India has called for a new global partnership to stimulate the weak economic growth through long-term investments in critical sectors and enhancing trade. The global economic recovery is only progressing slowly and growth is weaker than expected while risks persist, Ashish Sinha, a First Secretary in India’s UN Mission, told the General Assembly committee dealing with economic and financial matters on Thursday. In this scenario, there was great need for a renewed global partnership to promote longer-term investment, including foreign direct investment, in critical sectors such as transportation, agriculture, energy, infrastructure, and information and communications technology, he said.

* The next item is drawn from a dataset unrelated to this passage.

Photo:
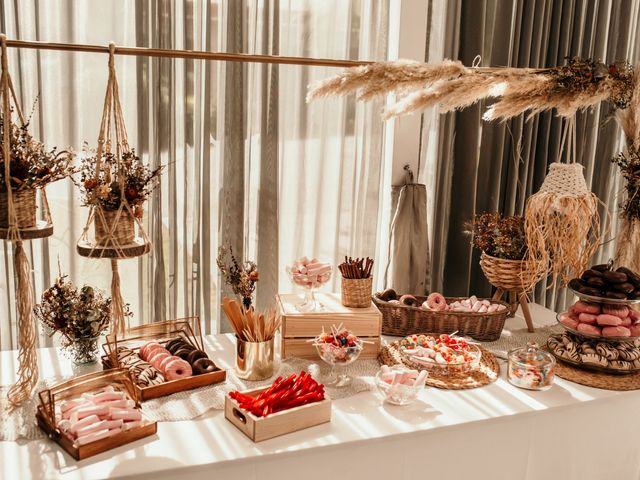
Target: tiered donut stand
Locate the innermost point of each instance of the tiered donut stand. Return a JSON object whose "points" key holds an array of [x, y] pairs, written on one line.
{"points": [[597, 353]]}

“Policies for enhancing economic growth and growth inducing investment should be our top priority,” he said. In July, the World Bank projected the global growth rate for this year to be just 2.7 per cent, marginally up from last year’s 2.4 per cent. Sinha said: “The new partnership should also identify effective mechanisms to mobilise additional resources for financing sustainable development.” He recommended trade liberalisation and integration into the global economy as a way to spur growth in developing countries citing the case made by Arvind Panagariya, the former vice chairperson of the Niti Aayog, in his keynote address to the committee.

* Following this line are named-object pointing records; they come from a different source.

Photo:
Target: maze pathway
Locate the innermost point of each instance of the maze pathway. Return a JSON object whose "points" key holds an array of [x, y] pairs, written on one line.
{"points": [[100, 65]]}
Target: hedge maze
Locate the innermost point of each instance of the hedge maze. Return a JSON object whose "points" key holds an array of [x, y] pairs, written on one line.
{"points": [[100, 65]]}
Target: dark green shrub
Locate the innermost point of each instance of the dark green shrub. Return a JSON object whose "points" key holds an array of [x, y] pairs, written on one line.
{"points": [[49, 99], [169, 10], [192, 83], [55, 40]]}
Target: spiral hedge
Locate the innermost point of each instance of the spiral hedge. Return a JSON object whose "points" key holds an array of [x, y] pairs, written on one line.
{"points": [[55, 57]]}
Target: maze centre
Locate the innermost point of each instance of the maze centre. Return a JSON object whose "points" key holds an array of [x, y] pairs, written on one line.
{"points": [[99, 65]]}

“Open trade is a means to create employment and contribute to achievement of SDGs (UN’s Sustainable Development Goals) through greater economic activity and revenues,” he said. “Developing countries derive significant benefit from an open, fair, rule-based, predictable, and non-discriminatory trading and financial system.” Sinha gave an assurance of India’s support for a multilateral trading system with the World Trade Organisation (WTO) “as the cornerstone”. “India believes that multilateral negotiations such as those envisaged under the Doha Development Agenda (DDA) are aimed at addressing existing inequities in the trading system and must be given high priority,” he said.
The DDA the WTO negotiation launched in Doha in 2001 aimed at lowering trade barriers and revising trading rules to mainly benefit developing countries. Sinha said that additional measures such as improving rural infrastructure were needed to help integrate rural households into world markets.